On Sun, Jan 15, 2017 at 1:09 PM, Pkl <chambon.pas...@gmail.com> wrote:

> My bad, if people are guaranteed 2 x 24-month cycles before a feature gets
> removed, it's already much better. However, the same pattern as previously
> appears in docs : "each feature release will continue to have a few
> documented backwards incompatibilities where a deprecation path isn’t
> possible or not worth the cost.". I might be paranoid, but I foresee lots
> of dependency breakages in the future, if incompatibilities continue to be
> introduced at developer's will.... History proved even seemingly harmless
> django modifications (ex. import aliases removed) broke external code,
> sometimes forcing "commit reverts" in django code.
>

Just to clarify, the future plan -- beginning with Django 2.0, the next
release after 1.11, which is about to feature-freeze -- is:

1. Releases go in a cycle of X.0, X.1, X.2, (X+1).0. So, for example, 2.0,
then 2.1, then 2.2, then 3.0.
2. Each X.2 is an LTS.
3. Code which runs with no deprecation warnings on an LTS will also run
(though may raise deprecation warnings) on the next LTS.
4. Thus, any time you run on an LTS with no deprecation warnings, you know
you're safe to upgrade to the next LTS. And once you clear any new
deprecation warnings on the new LTS, you know you're clear to upgrade to
the one after that.

Regarding backwards-incompatible changes in general: they do happen, but
they also follow the guidelines in the API stability document.
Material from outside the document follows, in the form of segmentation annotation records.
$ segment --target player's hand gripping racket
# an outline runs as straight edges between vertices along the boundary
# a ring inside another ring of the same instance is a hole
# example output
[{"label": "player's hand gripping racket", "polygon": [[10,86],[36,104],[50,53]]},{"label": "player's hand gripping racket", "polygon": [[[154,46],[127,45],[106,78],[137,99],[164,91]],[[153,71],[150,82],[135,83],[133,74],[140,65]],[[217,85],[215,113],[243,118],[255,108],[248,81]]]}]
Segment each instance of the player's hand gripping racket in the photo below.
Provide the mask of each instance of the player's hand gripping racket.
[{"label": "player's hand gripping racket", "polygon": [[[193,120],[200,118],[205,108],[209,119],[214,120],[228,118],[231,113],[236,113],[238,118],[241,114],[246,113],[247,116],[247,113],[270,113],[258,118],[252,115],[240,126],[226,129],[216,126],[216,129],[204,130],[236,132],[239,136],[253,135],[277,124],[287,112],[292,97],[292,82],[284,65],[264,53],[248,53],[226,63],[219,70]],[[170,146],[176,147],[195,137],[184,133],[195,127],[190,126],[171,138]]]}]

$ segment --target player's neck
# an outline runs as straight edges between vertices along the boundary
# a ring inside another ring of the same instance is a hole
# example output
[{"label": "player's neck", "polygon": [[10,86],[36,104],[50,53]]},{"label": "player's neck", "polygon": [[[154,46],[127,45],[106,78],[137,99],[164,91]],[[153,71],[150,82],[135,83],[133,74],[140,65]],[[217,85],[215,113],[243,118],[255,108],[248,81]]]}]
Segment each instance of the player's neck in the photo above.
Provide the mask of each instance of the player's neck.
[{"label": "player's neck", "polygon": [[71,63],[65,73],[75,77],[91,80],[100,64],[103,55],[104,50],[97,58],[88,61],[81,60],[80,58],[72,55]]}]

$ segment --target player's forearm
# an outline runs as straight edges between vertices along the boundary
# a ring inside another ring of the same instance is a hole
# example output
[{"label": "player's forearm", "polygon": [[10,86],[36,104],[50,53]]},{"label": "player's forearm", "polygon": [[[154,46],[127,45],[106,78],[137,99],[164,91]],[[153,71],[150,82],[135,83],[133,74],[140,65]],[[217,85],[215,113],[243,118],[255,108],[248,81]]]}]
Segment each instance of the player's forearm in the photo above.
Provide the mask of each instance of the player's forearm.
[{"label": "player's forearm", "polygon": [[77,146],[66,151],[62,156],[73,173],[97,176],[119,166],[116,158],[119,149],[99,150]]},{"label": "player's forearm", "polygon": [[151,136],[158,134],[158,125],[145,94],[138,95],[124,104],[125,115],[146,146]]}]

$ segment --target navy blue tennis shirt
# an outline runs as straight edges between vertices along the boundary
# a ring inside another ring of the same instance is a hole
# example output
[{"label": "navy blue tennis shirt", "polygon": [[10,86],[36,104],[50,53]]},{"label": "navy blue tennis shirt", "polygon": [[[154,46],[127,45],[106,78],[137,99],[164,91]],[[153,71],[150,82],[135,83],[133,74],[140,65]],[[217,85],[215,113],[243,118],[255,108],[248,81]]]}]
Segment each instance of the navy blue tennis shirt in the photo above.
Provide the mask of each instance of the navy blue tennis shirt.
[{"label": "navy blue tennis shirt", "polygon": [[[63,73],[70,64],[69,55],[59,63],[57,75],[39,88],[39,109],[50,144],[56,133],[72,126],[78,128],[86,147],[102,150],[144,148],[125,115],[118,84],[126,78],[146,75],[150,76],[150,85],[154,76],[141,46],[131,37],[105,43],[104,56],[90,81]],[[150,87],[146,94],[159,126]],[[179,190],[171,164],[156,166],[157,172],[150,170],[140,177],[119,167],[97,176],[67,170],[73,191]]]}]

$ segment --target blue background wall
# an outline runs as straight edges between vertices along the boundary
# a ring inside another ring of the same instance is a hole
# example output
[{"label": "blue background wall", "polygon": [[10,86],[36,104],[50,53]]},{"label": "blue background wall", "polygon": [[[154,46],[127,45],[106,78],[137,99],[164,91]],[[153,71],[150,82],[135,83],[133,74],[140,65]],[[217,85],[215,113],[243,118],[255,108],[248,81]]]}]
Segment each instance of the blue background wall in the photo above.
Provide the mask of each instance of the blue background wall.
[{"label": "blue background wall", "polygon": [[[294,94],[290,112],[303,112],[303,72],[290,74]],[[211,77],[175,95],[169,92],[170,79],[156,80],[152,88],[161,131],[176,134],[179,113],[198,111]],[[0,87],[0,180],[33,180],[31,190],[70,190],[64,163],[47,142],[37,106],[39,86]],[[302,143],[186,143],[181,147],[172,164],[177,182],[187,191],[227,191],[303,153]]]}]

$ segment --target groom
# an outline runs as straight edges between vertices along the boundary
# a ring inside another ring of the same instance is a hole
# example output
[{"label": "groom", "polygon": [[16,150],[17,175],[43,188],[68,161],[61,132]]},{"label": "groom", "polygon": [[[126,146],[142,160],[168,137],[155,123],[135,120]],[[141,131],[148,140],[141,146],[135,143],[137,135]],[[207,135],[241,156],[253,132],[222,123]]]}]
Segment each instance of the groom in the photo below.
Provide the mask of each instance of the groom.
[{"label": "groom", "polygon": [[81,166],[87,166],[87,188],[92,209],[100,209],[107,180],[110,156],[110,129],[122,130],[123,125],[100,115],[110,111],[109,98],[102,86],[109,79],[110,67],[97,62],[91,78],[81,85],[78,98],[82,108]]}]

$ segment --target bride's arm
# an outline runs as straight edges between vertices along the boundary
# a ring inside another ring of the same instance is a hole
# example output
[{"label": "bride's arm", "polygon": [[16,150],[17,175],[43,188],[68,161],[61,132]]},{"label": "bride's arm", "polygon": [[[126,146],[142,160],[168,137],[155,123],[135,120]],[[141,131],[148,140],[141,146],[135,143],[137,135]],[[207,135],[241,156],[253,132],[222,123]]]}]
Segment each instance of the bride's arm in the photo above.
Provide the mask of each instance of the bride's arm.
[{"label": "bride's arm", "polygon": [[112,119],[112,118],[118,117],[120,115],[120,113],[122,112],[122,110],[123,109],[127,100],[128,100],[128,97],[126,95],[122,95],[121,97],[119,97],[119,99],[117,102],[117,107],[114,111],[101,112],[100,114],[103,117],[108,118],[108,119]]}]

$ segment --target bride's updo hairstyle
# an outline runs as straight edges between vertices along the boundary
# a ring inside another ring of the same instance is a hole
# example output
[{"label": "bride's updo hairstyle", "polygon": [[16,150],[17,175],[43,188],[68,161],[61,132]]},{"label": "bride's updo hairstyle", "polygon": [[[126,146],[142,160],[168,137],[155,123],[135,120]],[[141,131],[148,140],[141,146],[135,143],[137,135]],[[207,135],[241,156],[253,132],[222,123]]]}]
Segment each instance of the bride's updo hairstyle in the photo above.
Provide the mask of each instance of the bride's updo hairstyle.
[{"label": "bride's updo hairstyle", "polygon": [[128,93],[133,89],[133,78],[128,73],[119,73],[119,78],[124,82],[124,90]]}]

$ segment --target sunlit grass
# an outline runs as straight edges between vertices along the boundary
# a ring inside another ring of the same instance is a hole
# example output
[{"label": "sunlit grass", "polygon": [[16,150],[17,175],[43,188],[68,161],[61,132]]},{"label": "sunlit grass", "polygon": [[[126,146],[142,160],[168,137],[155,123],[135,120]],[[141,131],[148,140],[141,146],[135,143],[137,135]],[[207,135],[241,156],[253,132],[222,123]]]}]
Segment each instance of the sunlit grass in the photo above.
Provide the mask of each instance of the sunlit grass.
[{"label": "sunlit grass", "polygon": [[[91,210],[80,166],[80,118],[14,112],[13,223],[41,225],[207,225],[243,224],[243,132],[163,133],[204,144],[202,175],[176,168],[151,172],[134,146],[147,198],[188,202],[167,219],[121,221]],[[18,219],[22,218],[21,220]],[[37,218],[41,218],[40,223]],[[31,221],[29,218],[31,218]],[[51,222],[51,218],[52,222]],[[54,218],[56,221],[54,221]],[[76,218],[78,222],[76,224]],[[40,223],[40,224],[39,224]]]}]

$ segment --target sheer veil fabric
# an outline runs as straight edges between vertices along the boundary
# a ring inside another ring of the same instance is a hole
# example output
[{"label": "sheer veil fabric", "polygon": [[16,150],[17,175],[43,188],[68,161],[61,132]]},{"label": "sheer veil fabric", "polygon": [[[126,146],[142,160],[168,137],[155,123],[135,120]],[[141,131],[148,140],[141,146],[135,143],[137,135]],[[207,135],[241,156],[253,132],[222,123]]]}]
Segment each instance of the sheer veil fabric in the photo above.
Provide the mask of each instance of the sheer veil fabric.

When they
occur, it's because there's a security issue or larger bug being solved.
Additionally, many of the seemingly-large list of such changes each release
are, if you dig into them, changes to private/internal or at least
undocumented APIs not covered by the stability policy, but we've learned
people still rely on those APIs and so we document changes to them even if
we don't guarantee stability in them.